All encoders have the same output since they are interchangeable.
Then just forget it 😆
I keep this open for a while to think about it. For numerical conversions losing leading zeros is ok. For binary data losing leading 0x00
is kind of not ok because that is something one would not expect.
Yes, that is why I opened this issue.
I have no idea how to fix it, and I have thought about it. If we clearly know the length of the original data, such as UUID, we can pad the leading, so maybe we can save the length in the encoded data. But we have to give a big enough room for the length, this will cause the encoded data too long.
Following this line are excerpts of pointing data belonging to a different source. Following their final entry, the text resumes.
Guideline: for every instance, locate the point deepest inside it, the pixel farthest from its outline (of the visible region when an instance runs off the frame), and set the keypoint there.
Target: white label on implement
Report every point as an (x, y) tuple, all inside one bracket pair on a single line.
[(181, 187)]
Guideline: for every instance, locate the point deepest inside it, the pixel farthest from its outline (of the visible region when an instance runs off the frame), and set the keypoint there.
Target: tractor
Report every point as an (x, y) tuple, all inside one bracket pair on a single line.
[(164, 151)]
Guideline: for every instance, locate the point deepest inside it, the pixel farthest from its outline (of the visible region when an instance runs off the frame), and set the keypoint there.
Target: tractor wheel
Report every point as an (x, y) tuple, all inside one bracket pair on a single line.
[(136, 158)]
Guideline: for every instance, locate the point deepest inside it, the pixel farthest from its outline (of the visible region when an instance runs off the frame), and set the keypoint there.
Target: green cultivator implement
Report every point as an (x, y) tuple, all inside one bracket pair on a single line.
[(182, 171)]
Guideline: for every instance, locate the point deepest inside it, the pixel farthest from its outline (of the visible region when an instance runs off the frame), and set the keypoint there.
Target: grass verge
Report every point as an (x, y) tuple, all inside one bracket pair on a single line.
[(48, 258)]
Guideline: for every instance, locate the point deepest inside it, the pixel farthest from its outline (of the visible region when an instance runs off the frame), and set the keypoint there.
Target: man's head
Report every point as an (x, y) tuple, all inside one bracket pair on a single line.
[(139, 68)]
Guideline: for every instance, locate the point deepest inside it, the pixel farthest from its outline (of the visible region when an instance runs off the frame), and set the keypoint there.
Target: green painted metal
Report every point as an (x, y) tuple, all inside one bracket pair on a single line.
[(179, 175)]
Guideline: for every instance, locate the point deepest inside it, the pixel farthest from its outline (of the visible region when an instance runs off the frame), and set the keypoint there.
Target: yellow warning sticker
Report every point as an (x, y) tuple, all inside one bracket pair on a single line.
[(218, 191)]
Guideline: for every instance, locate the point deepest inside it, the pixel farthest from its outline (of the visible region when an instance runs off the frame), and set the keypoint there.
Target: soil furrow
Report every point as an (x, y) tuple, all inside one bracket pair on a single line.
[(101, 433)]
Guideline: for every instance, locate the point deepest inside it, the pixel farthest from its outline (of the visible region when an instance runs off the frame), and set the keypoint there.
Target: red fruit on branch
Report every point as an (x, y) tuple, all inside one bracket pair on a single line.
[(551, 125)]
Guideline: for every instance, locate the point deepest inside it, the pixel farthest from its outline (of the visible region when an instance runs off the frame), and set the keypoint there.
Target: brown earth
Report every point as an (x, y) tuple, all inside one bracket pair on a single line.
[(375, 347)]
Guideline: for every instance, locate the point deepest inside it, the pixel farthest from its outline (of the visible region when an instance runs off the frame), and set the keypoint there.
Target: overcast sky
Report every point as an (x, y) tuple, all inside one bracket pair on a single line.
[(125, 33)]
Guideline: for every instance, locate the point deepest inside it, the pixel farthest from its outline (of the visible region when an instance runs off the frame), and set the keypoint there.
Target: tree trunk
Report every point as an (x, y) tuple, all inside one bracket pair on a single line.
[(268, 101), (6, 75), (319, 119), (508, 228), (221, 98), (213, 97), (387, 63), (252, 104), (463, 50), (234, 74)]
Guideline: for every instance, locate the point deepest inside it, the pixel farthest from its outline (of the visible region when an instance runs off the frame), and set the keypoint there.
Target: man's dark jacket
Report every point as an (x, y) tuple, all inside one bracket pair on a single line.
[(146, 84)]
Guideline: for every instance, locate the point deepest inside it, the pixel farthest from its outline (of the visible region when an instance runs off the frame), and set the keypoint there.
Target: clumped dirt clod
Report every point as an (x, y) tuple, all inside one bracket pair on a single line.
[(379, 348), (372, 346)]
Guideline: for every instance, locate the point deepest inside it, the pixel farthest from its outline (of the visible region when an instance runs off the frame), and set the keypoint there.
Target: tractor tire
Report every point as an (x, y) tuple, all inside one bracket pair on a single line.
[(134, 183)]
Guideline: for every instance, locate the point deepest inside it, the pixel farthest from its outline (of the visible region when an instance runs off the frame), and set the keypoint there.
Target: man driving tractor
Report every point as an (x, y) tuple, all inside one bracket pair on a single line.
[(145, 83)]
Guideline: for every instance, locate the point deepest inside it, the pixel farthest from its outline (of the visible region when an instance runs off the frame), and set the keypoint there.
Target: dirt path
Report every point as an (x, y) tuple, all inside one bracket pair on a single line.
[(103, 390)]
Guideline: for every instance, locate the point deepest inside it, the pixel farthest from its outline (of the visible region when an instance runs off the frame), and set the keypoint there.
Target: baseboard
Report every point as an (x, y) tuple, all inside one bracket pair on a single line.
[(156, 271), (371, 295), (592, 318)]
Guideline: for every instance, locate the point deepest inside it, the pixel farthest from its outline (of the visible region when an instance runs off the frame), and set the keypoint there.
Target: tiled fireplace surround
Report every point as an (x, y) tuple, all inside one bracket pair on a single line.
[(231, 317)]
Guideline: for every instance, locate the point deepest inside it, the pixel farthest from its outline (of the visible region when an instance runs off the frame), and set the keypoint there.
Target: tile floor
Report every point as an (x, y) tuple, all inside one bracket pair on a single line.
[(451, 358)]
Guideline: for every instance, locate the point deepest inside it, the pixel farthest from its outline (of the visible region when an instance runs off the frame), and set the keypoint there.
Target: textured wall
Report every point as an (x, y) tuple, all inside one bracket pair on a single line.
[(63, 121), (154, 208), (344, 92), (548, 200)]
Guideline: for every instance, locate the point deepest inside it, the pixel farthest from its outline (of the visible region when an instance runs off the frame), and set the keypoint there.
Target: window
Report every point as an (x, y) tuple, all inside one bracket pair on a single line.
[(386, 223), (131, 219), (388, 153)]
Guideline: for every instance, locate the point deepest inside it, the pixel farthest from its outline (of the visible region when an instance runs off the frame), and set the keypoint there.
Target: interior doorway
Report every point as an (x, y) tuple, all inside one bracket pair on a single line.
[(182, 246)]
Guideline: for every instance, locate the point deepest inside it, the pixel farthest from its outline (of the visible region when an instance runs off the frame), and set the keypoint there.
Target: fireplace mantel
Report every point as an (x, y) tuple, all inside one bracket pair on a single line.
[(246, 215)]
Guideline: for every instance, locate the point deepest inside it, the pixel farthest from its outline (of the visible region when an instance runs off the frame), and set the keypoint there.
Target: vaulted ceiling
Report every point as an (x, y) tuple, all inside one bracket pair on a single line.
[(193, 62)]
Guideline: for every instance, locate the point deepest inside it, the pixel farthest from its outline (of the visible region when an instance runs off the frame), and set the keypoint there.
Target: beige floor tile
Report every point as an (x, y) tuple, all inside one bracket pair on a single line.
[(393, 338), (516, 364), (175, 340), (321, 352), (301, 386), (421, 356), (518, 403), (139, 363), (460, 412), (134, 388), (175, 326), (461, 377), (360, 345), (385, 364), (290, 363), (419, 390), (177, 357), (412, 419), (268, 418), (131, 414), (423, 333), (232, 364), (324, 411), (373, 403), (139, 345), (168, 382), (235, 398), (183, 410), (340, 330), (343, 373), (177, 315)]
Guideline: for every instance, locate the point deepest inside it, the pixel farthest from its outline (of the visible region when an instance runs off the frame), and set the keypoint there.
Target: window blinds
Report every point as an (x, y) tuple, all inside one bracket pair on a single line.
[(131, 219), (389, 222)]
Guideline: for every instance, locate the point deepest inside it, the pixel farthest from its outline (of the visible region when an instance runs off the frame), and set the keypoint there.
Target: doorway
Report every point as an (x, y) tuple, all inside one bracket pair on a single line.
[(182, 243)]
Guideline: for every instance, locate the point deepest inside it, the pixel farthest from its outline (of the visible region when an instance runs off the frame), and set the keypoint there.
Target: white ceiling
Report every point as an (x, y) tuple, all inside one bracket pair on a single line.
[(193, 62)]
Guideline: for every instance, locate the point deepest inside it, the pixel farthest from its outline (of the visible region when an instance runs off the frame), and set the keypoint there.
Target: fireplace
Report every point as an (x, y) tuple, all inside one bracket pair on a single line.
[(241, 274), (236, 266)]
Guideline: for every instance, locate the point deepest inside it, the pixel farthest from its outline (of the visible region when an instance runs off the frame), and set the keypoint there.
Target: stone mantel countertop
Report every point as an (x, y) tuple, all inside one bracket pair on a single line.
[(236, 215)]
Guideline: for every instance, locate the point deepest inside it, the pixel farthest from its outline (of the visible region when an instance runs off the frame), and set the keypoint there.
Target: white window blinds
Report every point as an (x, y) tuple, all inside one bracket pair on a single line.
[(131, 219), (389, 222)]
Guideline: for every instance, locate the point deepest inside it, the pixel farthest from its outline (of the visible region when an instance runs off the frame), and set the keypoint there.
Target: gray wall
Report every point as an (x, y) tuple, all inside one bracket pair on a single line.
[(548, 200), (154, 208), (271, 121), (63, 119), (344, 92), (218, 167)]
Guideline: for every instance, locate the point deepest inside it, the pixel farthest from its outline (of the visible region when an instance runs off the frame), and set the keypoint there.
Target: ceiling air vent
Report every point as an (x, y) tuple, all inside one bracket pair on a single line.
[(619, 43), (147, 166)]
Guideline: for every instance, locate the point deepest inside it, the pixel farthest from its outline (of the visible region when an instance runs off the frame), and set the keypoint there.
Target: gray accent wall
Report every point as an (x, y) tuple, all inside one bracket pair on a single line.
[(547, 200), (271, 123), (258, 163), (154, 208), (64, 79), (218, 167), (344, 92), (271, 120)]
@tuupola I'd like to tell you I released a new package yesterday that ships with your Base62 package, thanks for your great job! 👍
Looks good!
Hey everyone, I found a hack-ish way to solve this problem inside of your project, in case any of you are still wanting a solution. By always pre-pending a non-null byte to the data, then discarding that byte upon decoding, you can maintain arbitrary data integrity.
use Tuupola\Base62Proxy as Base62;
$encoded = Base62::encode("\x01" . $somedata);
$decoded = Base62::decode(substr($encoded, 1));
Perhaps some kind of special arbitrary data mode functions like encodeBinary()
and decodeBinary()
could be added to the project for this scenario.
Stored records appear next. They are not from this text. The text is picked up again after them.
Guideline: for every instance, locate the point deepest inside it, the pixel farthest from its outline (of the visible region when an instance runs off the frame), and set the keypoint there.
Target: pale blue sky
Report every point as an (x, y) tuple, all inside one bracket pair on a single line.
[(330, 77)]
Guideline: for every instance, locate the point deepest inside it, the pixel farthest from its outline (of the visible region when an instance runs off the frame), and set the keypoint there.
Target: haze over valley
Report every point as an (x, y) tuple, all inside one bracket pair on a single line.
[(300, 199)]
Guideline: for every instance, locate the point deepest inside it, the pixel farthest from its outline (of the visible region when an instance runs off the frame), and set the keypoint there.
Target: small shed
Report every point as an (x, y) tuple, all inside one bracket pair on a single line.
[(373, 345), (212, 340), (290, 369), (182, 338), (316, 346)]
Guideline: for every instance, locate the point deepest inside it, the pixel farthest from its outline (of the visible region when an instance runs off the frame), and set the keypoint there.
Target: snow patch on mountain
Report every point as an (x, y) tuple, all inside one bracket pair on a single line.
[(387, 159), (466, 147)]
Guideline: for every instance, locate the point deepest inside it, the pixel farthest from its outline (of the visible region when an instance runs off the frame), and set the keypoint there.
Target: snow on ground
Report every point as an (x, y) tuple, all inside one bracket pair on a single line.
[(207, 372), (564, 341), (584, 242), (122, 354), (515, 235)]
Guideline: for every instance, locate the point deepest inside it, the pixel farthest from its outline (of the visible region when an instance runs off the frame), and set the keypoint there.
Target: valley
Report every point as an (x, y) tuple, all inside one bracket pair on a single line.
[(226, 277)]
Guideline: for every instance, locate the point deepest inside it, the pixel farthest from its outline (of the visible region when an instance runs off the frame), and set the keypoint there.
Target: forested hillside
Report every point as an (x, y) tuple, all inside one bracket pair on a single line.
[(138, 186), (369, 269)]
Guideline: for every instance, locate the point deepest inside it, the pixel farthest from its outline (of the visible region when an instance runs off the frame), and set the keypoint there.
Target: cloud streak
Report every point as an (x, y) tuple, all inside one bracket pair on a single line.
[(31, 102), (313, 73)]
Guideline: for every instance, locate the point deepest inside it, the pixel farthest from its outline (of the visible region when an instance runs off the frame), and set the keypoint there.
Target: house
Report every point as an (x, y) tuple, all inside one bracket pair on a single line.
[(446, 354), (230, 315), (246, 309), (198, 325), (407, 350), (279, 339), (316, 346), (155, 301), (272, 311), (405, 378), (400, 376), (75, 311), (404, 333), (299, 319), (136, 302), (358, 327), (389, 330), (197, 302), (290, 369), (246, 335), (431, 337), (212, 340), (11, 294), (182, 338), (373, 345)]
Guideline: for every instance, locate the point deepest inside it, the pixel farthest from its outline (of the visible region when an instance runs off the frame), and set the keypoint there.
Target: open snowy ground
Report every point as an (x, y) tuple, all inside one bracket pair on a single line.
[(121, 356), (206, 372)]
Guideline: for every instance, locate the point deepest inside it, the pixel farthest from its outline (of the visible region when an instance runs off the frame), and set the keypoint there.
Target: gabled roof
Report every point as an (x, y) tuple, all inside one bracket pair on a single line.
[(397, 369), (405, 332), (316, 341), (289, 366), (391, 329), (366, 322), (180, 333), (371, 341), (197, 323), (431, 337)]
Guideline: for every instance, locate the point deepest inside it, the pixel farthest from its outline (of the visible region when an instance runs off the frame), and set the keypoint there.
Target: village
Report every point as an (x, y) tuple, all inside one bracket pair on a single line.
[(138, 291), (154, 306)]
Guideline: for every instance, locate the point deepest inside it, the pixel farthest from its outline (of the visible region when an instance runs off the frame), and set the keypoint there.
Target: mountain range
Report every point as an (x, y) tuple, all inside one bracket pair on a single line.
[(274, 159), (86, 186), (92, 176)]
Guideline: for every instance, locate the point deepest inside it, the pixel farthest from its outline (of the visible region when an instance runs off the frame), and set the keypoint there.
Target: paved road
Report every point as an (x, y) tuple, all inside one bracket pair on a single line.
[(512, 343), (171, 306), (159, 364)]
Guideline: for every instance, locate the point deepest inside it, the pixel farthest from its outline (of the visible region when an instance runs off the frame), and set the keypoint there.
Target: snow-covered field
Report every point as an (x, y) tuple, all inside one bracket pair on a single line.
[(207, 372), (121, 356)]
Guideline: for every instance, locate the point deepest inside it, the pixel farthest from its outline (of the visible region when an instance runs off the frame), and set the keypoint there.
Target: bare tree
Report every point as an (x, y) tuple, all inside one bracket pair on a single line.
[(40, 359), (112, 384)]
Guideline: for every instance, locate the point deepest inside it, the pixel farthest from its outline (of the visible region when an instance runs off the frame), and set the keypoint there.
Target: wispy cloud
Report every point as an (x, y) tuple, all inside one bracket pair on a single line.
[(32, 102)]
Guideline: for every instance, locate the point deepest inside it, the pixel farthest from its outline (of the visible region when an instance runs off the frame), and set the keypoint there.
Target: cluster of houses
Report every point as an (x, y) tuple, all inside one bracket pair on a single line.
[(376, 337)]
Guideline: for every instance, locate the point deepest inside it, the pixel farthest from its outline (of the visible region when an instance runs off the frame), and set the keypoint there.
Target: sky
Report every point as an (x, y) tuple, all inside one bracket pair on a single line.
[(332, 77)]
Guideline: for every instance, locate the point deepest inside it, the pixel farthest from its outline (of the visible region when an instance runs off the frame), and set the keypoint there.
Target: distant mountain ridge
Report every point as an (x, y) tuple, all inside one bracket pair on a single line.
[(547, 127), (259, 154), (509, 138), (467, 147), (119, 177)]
I keep this open for a while to think about it. For numerical conversions losing leading zeros is ok. For binary data losing leading 0x00 is kind of not ok because that is something one would not expect.
FWIW I see it the same way, because decoding an encoded payload should always yield the exact original data. Hence losing leading zeroes on integers is fine, but on strings it is not.